Using galloc sequences in BDR3

Luciano Botti
Luciano Botti
  • Updated

In this article we will explain how to use Globally-allocated sequences (or simply galloc) through a simple example.

Introduction

Globally-allocated sequences (galloc) let you allocate a range of a sequence to a BDR node. As this ranges became reserved for future usage, it provides a transparent way to generate unique ids using sequences across the whole BDR group.

Galloc sequences support all sequence data types provided by PostgreSQL: smallint, integer and bigint. Based on the datatype of the sequence, each node is given a range or chunk to use:

  • smallint - seq_chunk_size = 1000
  • integer - seq_chunk_size = 1000000
  • bigint - seq_chunk_size = 1000000000

When is the allocation happening?

When a BDR node uses the sequence for the first time, the node will allocate 2 chunks of seq_chunk_size, one for the current use plus a reserved chunk for future usage. This allocation process is done through a consensus call that needs the majority of the nodes to be present in the cluster.

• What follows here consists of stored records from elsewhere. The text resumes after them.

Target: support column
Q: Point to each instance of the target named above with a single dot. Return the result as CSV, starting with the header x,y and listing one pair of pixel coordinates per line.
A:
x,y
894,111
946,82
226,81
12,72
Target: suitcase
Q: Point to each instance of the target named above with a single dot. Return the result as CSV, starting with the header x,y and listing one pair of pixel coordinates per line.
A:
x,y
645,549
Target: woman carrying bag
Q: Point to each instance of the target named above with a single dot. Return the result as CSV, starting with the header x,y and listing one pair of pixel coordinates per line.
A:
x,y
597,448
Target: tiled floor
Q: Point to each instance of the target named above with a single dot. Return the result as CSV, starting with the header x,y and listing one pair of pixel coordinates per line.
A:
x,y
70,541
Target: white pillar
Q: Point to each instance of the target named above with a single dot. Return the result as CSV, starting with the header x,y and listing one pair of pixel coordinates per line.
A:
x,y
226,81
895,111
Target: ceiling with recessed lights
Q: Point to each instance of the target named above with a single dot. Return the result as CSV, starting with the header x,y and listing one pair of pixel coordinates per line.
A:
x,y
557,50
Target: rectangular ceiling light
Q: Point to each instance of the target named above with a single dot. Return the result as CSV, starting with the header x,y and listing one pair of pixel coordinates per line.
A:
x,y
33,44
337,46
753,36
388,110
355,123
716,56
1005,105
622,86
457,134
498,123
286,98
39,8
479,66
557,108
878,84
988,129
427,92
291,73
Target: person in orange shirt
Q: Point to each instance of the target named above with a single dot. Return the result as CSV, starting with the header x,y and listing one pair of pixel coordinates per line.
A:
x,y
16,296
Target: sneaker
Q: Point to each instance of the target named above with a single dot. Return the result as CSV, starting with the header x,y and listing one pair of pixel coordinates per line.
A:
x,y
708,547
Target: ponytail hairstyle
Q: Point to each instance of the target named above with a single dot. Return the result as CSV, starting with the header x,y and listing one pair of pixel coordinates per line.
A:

After a node consumes all sequence values from the chunk is currently using, it will request for the next chunk available within the BDR cluster. In other words, when the node runs out of sequence values, will automatically perform a regular BDR RAFT consensus call again in order to maintain the reserved chunk size.

Usage example on global tables

Let's start with a simple table: public.categories. This table is defined as follows:

bdrdb=# \d public.categories
Table "public.categories"
Column | Type | Collation | Nullable | Default
category | integer | | not null | nextval('categories_category_seq'::regclass)
categoryname | character varying(50) | | not null |
Indexes:
"categories_pkey" PRIMARY KEY, btree (category)

The table has a few rows for now:

bdrdb=# SELECT * FROM public.categories;
category | categoryname
1 | Action
2 | Animation
3 | Children
(3 rows)

In this example the table public.categories belongs to bdrglobal replication set and all rows are replicated across other nodes in the cluster. The sequence owned by this table is public.categories_category_seq.

Pre-requisites

For galloc sequences to work there are a few pre-requisites:

  • The sequence should have the same starting value in all nodes.
  • The sequence kind should be changed to galloc.

In our example, as we have a few records on our table, we will need to restart the sequence from the last used value. So first we will need to run a DDL to change the starting value of the sequence on all BDR nodes:

ALTER SEQUENCE public.categories_category_seq START 3 RESTART;

And then change the sequence kind to galloc :

SELECT bdr.alter_sequence_set_kind('public.categories_category_seq', 'galloc');

NOTE: Is important to run the sentences in all nodes of the cluster.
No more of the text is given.